Depuis des années, l'architecte retraité, responsable de la rénovation de l'ENA à Strasbourg, planche de son côté sur la transformation du quartier. Cependant, ses rêveries ne se matérialiseront peut-être jamais. Tout comme sa Maison Rouge. Il l'imagine en face de la Malterie. Elle restera probablement à l'état d'esquisse sur le mur de son atelier. Une parmi tant d'autres. N'empêche qu'il y met tout son coeur. Dans son antre d'urbaniste-rêveur, il imagine un tram vers Kehl façon toboggan, il voit la Coop devenir un lieu culturel avec une énorme horloge astronomique. Et dans la friche « Schutzenberger », il installerait bien un salon de thé « où l'on venderait des gâteaux et des cactus », dit-il, laissant échapper un petit sourire malin. Gérard Altorffer sait faire preuve d'autodérision.

« Alto » offrira ses idées en janvier

Dessins, scénographies, gammes de couleurs et un grand dragon en fer qui pendille dans la salle - sculpture en fer exposée par son voisin, l'artiste Valentin Malartre - le lieu de travail de Gérard Altorffer, dans un ancien dépôt sur la surface de la Coop, ressemble lui aussi à un atelier d'artiste. Pourtant à la base « Alto »– c'est comme ça qu'il veut qu'on l'appelle – est architecte, mais surtout « urbaniste » dit-il.

C'est un personnage qu'on connaît à Strasbourg. « J'ai des contacts avec des hommes politiques locaux, faits de bas et de haut », dit-il. Retraité depuis cinq ans, cet homme de 72 ans prend encore sa passion très au sérieux. Dans son atelier, des petites tours de magazines d'architecture s'érigent sur plusieurs grandes tables devant un grand mur orange foncé. Le chaos créatif, mais pas sans arrière-pensée. Alto ne détesterait pas se retrouver un jour ou l'autre dans le cercle des gens qui façonnent l'avenir du Port du Rhin.
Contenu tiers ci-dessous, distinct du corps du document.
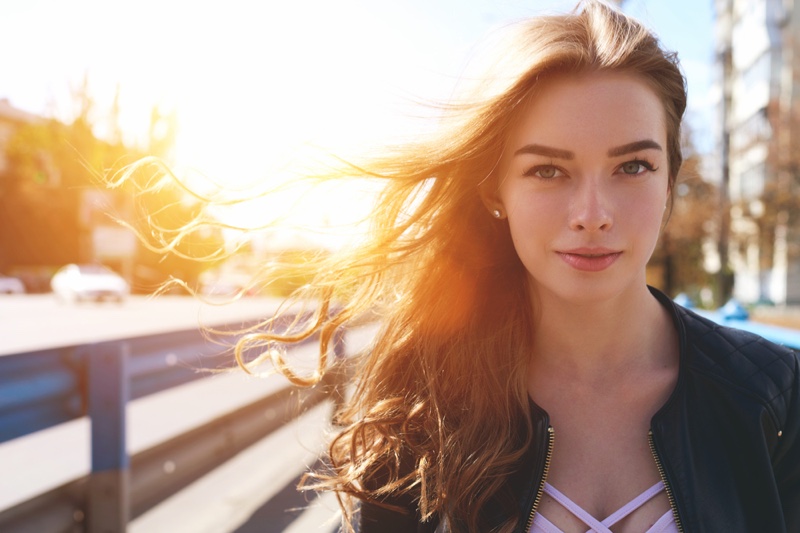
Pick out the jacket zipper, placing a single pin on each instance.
(550, 437)
(663, 474)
En début d'année prochaine, il compte présenter ses «études» aux candidats aux municipales. « Je crois en l'idée de la démocratie participative où les idées peuvent venir du bas sans qu'il y ait eu de commande », dit-il.

Son premier contact avec le quartier s'est fait il y a une douzaine d'années, quand le candidat aux municipales Luc Gwiazdzinski l'a interrogé sur l'avenir urbanistique de Strasbourg. « Il m'a demandé de lui dessiner un nouveau Port du Rhin et je n'ai jamais arrêté depuis », dit Alto. L'air au dessus du radiateur à gaz papillote à côté de lui. Les mégots dans le cendrier se multiplient.
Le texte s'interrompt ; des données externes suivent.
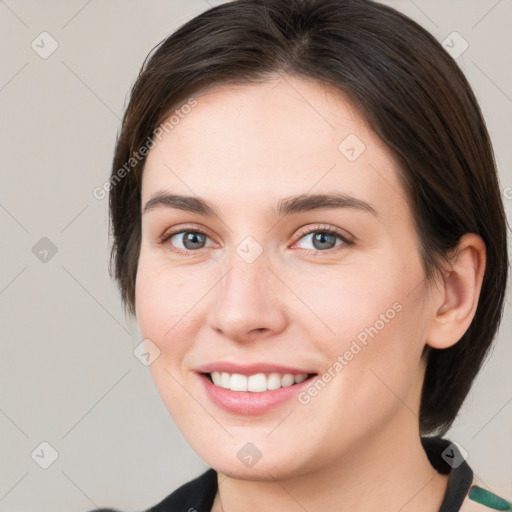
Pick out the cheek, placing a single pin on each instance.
(165, 299)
Des logements dans le port du Strasbourg ?

Pour Altorffer, Strasbourg doit devenir une ville portuaire. La zone du port est une des seules encore exploitables pour l'habitat. « Strasbourg doit se marier avec son port pour grandir », explique celui qui n' a pas peur du bruit. « Ce sont les fous qu'on met au silence. » Alto regrette ce qu'on appelle le zonage. « Je milite pour que tout soit de nouveau sur un seul endroit, le travail, l'habitat et les loisirs ». La mutation du Port du Rhin est, selon lui, l'occasion d'en faire un modèle.

Si la CUS n'est pas emballée à l'idée de mêler installations portuaires et habitat, elle apprécie néanmoins les idées d'Altorffer sur le projet des Deux Rives. « Les idées utopiques, quand on les fait atterrir, peuvent bien nous servir », dit Sébastien Bruxer de la CUS. Le chef de projet de la mission Deux-Rives n'exclut pas de recourir à l'expertise d'Altorffer, une « force vive », comme il dit.

Dans toutes les rêveries de Gérard Altorffer, il y a cependant un endroit que l'architecte ne modifierait pas. La cité Loucheur, un ensemble d'habitats sociaux longtemps délaissé. « Les 1500 habitants de la cité ne sont pas un enjeu », avance l'architecte, sans se soucier du politiquement correct. Ils les considère comme une minorité parmi les nouveaux habitants. Et il pense qu'ils vont profiter des changements en dehors de la cité. Un conflit social entre nouveaux et anciens habitants ? Il n'y croit pas – et se remet à penser un Port du Rhin qui fait rêver – au moins lui, l'idéaliste, dans sa bulle, au milieu d'un quartier isolé.